McQuarrie orquestra a tensão com a precisão de quem compreende que, para o gênero sobreviver, não basta ruído: é preciso ritmo, inteligência e uma harmonia quase musical entre imagem, som e movimento. Ele não repete fórmulas; recicla com sagacidade os componentes essenciais de um thriller de ação, sem cair no engodo da pirotecnia pela pirotecnia. “Efeito Fallout” pulsa com a lógica interna de uma estrutura bem calibrada: montagem que sabe quando acelerar e quando respirar, diálogos que resistem à caricatura, e uma trilha sonora que não busca protagonismo, mas acentua o pulso emocional sem invadir o campo da palavra. Tudo se articula de modo a manter o suspense sempre um passo à frente do espectador — não para confundi-lo, mas para envolvê-lo num jogo de confiança e dúvida.

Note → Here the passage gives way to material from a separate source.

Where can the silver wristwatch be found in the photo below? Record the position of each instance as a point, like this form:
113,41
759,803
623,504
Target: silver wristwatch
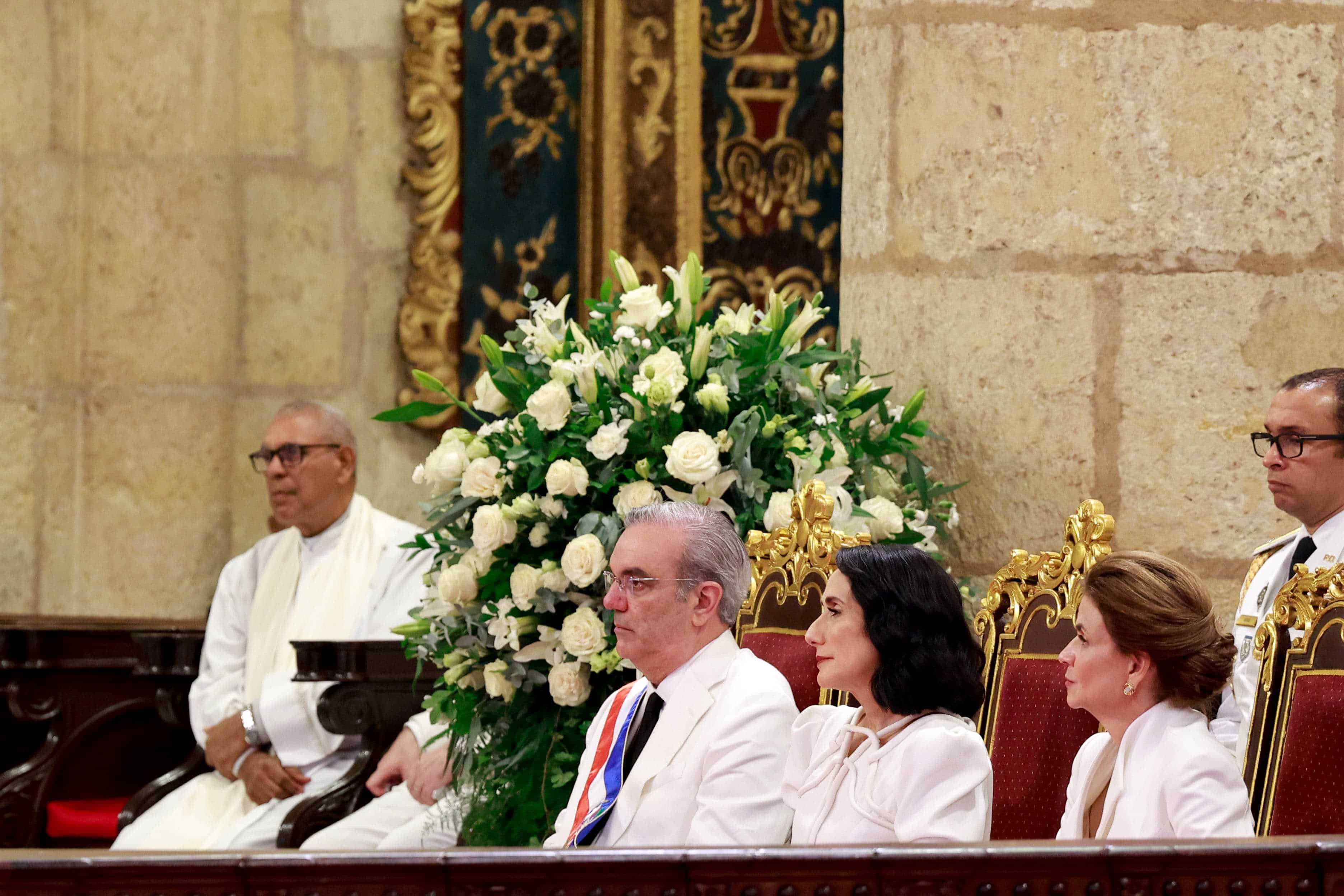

O cerne narrativo gira em torno do sequestro de plutônio por um fantasma de múltiplos nomes: John Lark, agente infiltrado entre os Apóstolos — nova encarnação da velha ameaça bioterrorista. Seu plano é simples e devastador: detonar três bombas nucleares e redefinir a ordem do mundo. Cabe, então, ao Ethan Hunt de Tom Cruise rastrear esse rastro de radiação, enfrentando não só velhos demônios, como Solomon Lane, mas também os desdobramentos de escolhas passadas que se recusam a permanecer enterradas. A missão, como de costume, parece menos sobre impedir o fim do mundo e mais sobre adiar o inevitável — ou, talvez, redimir o fracasso acumulado em cada tentativa anterior. A inteligência internacional corre, tropeça, colide consigo mesma, mas é no improviso de Hunt que reside a última esperança de restabelecer um equilíbrio já precário.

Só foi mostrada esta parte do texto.